Looking at the research, calcium glutonate seems to be the preferred treatment, though not possible as we don't carry it. Same goes for the insulin/glucose. Though beta-2 agonists can take 30mins+ to take effect, it’s all we really have to work with. Also our transport times that can be well over an hour, so I suppose it is possible to see a change in patient condition if implemented in the field.

What criteria were you going to use for justifying intervention?

That's what I was wondering...what criteria is being used, as obviously all we have to work with is a patient's history and ECG changes. I'll I'm doing is proposing the use of beta-2 agonists for hyper-K, including the research, patient's likely to be at risk (crush injury, renal failure, burns, etc), suggestive ECG changes, and potential doses.

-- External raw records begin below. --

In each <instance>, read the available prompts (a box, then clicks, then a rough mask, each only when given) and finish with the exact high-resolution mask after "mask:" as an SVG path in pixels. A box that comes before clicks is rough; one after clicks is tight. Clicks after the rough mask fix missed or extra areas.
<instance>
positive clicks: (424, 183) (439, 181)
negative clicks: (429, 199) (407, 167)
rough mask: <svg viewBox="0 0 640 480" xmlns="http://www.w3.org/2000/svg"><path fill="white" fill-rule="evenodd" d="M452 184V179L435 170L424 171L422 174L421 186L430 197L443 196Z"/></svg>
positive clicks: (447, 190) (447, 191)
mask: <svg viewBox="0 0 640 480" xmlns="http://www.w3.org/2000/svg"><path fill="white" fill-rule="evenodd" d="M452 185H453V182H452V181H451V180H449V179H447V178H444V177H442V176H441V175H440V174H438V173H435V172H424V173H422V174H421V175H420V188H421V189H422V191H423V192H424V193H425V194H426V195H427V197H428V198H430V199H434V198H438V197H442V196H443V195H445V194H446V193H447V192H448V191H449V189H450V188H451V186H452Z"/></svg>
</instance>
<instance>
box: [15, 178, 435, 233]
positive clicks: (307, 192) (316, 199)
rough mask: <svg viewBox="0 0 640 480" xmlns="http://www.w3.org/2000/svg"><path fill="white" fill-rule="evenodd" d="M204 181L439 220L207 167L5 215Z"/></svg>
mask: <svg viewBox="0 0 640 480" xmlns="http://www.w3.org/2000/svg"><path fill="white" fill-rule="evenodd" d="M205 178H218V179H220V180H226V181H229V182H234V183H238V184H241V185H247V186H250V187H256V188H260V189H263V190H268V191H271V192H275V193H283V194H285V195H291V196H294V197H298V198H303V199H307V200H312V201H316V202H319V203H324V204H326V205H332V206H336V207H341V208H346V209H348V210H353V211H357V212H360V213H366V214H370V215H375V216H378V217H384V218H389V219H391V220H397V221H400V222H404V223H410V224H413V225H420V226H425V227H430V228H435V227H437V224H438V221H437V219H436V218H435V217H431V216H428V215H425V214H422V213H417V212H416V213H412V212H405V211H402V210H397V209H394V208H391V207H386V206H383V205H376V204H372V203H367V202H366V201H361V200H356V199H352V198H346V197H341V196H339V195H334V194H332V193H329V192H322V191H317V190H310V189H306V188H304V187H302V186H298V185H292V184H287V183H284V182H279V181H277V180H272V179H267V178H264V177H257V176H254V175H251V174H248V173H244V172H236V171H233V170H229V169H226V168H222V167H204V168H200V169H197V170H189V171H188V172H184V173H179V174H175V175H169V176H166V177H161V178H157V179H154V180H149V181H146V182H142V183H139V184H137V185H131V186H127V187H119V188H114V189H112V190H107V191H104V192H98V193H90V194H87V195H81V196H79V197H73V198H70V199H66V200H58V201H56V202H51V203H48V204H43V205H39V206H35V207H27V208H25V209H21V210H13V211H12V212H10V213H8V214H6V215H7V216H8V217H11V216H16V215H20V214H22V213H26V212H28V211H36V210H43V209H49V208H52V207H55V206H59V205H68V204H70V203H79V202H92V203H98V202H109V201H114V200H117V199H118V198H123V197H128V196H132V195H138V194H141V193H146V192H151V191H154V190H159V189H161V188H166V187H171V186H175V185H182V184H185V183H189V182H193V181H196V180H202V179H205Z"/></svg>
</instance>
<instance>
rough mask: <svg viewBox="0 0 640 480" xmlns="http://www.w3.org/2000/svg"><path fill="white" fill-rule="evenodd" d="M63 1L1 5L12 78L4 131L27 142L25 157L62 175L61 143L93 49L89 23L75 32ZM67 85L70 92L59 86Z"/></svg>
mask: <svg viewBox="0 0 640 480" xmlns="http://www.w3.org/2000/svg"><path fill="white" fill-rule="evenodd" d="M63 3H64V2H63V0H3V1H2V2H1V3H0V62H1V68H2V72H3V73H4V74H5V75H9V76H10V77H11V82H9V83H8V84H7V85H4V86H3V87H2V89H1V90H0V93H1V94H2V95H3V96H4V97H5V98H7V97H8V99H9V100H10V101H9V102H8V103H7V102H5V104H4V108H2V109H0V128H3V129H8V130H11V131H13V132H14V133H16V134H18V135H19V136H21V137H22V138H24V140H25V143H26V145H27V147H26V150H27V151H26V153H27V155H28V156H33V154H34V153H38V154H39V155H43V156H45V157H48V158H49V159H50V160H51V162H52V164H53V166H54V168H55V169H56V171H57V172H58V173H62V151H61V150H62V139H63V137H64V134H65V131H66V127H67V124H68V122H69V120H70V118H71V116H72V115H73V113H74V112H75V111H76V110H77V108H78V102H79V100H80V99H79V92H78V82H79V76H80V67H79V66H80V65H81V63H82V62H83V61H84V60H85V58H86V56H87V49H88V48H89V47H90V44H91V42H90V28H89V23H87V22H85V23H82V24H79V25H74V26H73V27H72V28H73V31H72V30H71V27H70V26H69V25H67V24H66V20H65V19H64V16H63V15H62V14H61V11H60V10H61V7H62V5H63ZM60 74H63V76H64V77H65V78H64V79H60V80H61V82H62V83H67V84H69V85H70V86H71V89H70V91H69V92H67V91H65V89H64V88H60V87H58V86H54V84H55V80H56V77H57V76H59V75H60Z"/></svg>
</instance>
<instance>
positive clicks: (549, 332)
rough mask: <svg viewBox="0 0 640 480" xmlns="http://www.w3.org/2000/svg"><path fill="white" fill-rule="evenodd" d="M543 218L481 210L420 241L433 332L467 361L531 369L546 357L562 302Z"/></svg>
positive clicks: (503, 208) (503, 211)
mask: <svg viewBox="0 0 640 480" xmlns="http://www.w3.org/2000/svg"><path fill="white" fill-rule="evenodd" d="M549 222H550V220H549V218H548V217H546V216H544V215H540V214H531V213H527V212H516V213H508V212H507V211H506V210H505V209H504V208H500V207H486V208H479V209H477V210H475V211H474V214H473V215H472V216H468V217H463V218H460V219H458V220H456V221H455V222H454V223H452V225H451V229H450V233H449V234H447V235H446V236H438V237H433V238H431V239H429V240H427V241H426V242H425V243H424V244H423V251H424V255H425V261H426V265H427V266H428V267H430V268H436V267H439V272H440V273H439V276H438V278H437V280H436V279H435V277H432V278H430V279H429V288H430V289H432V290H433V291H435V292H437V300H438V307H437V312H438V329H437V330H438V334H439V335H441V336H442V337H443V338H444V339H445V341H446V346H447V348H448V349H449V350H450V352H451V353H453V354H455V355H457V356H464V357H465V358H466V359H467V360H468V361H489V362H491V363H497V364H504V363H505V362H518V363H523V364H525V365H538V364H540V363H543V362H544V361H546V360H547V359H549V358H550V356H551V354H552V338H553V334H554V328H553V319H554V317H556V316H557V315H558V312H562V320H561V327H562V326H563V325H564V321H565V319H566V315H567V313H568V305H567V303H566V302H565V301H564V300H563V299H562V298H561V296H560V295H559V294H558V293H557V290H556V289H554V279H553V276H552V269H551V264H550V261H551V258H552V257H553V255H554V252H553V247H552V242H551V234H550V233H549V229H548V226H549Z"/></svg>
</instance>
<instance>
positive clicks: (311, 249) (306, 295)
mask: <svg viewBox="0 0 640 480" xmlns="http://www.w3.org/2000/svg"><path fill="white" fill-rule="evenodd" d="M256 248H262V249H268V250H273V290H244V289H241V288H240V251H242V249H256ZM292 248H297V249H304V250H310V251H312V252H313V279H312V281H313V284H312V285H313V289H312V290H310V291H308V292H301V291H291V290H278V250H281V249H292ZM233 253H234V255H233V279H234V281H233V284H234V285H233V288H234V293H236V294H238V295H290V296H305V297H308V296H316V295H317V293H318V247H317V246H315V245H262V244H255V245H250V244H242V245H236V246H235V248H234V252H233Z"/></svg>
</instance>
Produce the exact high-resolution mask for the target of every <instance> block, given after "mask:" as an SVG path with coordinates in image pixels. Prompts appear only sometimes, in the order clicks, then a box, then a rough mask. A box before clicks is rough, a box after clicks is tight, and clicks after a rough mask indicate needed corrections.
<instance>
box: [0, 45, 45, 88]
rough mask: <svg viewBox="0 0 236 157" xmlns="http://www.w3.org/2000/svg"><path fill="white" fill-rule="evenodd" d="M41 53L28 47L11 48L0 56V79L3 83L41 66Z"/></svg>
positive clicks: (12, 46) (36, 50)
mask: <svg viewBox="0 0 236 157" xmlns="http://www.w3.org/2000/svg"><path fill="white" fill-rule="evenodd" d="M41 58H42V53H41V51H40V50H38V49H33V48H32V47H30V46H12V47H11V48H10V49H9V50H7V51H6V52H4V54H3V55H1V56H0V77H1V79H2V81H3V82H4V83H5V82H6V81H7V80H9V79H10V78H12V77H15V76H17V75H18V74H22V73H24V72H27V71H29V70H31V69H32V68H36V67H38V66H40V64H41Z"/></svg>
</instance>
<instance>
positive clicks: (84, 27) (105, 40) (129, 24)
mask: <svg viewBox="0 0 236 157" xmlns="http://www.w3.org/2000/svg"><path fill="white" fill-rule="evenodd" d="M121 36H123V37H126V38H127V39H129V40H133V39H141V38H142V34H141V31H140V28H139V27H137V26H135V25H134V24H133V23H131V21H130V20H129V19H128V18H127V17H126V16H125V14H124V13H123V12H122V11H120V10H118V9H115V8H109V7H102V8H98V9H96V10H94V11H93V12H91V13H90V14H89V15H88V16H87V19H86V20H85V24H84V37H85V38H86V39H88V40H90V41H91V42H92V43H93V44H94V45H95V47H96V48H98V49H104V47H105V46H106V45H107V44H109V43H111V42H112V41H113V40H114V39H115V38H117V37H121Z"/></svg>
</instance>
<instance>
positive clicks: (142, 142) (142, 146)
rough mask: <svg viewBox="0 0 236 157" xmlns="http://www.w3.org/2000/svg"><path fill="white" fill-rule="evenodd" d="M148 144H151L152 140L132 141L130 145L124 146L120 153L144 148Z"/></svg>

It will be the higher-ups that will go through the proposal, see if it’s worth implementing, make a decision, tweak accordingly, and come out with a final guideline if they see it as appropriate. As there is lots of literature on the subject and we already carry both IV and nebulized beta-2 agonists I don't see any reason why a guideline wouldn't be formulated.

What's the odds for potential harm from the hyperkalemia vs. beta agonist effects?

In terms of risk vs benefit, some transient sympathetic stimulation will occur, and granted, some patients will have a greater predisposition to adverse reactions. At the end of the day the benefit is high. The ability to prevent/correct any of the 4 H's and T's prehospitally isn’t always possible, but when it is, I'd say that's a pretty strong step in the right direction.